If we look at the staff quality of life continuum as it relates to professional behaviour we see that there is a difference between distressed staff and well staff.

“If you look at the guidelines of the Medical Council, eight domains of good professional practice contributing to these things are described. Two of these, clinical skills and scholarship I would suggest are well catered for in their training and education, but the other six are not. They include intangibles such as professionalism, management including self-management, the relationship to patients, communication and interpersonal skills and collaboration and team work. These ‘difficult to define’ concepts are actually the ones that bring most clinicians to crisis point and they are the ones that impact perhaps most commonly on patient experience. It is these factors that we need to look at if we are going to have a fuller understanding of the management of our health service personnel.

“You might ask why any of this matters to a healthcare manager and it is a reasonable question. The reason clinician wellbeing really matters to the healthcare manager is because clinician wellbeing really matters to patient care. We know if we look at the staff quality of life continuum as it relates to professional behaviour we see that there is a difference between distressed staff and well staff. Distressed clinicians focus on themselves and they have reduced empathy. Well staff focus on the patient and they have increased empathy. Distressed staff have reduced compassion with more medical errors, poorer communication, less satisfaction at work and a higher prevalence of depression and substance misuse. Well staff are able to have compassion. Their quality of care is high; they have enhanced communication and greater satisfaction at work.

“We could also promote wellbeing if we had a common understanding of what wellbeing might be. My favourite understanding of wellness comes from the work of the New Economic Forum which describes ‘five ways to wellbeing’. They are to connect, be active, take notice, and keep learning and give. These five ways are characteristics of those who have wellbeing but they are also activities we could use to fill our lives.

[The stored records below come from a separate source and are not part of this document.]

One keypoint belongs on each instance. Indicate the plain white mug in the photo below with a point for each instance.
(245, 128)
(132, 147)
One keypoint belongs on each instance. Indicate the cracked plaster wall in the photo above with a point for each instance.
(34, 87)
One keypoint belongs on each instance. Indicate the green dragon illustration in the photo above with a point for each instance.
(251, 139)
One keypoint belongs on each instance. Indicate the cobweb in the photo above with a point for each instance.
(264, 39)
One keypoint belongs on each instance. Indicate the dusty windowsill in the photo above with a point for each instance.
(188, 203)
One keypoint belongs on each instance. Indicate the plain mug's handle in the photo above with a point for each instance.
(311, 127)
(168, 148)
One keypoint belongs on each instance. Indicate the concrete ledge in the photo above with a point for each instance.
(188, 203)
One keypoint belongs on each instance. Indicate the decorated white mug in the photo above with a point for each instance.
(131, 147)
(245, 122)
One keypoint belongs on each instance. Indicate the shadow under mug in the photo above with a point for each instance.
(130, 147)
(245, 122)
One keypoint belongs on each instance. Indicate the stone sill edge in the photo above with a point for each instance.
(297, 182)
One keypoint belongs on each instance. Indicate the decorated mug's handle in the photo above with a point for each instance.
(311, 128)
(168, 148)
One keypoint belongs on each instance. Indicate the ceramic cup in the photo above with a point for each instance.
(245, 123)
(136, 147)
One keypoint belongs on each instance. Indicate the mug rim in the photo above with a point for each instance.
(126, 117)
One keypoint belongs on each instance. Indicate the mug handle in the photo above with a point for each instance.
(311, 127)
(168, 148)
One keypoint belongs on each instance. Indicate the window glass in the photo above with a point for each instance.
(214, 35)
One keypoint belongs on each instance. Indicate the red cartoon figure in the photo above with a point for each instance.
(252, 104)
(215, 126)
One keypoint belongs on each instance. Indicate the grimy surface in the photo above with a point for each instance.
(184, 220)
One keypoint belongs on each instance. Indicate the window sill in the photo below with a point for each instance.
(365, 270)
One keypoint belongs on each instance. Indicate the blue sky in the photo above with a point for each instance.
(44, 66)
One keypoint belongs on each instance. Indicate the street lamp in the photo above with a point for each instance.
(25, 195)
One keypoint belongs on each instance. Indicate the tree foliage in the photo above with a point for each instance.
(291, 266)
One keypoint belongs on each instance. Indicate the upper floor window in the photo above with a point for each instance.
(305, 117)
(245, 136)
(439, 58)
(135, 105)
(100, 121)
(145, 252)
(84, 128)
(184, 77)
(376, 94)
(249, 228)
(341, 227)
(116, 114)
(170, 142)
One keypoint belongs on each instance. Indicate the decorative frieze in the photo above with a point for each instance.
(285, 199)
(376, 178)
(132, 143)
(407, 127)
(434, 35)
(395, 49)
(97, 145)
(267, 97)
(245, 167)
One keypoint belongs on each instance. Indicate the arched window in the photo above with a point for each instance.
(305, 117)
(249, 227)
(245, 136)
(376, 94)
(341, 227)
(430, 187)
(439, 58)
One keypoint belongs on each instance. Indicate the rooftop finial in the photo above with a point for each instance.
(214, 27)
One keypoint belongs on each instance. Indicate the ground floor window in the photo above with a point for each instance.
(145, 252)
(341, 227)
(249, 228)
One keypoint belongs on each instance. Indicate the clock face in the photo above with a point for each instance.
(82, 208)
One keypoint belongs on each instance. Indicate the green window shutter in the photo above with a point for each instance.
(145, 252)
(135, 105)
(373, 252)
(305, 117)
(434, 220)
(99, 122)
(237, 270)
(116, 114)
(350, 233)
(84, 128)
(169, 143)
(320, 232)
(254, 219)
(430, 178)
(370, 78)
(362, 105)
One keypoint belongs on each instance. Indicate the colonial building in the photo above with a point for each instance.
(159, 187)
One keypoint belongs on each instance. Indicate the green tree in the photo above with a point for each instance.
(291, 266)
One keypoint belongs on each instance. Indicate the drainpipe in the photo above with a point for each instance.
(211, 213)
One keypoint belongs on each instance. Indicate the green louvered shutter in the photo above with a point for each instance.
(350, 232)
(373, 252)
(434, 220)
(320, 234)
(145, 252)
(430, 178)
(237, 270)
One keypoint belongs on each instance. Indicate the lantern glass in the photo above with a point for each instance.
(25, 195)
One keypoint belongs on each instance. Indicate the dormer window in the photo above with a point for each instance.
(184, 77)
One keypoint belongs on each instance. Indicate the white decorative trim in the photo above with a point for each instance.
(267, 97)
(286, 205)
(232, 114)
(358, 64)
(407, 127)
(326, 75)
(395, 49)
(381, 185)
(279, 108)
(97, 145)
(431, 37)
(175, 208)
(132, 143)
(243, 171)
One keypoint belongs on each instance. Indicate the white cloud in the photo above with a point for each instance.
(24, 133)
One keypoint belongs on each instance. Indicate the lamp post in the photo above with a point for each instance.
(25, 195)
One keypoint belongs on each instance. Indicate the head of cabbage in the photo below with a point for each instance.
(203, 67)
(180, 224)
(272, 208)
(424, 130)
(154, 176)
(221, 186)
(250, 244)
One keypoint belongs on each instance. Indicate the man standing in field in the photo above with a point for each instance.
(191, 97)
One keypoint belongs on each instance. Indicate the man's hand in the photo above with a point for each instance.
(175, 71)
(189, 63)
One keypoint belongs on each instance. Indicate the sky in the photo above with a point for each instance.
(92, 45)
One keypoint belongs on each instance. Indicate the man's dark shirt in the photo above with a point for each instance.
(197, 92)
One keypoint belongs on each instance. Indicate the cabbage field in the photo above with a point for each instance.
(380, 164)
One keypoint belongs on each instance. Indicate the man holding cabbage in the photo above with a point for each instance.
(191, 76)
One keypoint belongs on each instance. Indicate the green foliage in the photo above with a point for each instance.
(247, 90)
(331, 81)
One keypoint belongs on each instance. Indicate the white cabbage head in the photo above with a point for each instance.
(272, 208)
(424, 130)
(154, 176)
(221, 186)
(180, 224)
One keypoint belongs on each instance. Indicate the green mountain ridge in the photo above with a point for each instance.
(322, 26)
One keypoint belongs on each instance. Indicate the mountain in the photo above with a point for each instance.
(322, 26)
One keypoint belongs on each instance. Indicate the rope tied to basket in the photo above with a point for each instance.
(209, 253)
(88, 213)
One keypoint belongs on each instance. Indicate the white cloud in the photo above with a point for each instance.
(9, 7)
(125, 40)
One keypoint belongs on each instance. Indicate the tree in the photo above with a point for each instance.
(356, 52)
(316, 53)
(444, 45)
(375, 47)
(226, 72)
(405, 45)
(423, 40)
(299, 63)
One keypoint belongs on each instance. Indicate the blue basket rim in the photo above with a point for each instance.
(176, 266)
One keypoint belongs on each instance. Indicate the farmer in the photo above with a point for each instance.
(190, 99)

”Burnout isn’t inevitable. It could be something that we as clinicians and as managers could look to prevent for ourselves, but as managers we must promote an environment where it is actually addressed. This involves introducing choice and making sure that the balance between stress and satisfaction is not unfavourable and so burnout is not inevitable.

“This leadership also involves promoting a concept known as ‘resilience’. There are six domains of resilience which we could look at. These are education, a secure base, social competences, friendships, talents and interests and of course positive values. All contribute to resilience.

“The resilient way forward is through teamwork and that involves all of us. We need to work together. We need to find models where this is possible.”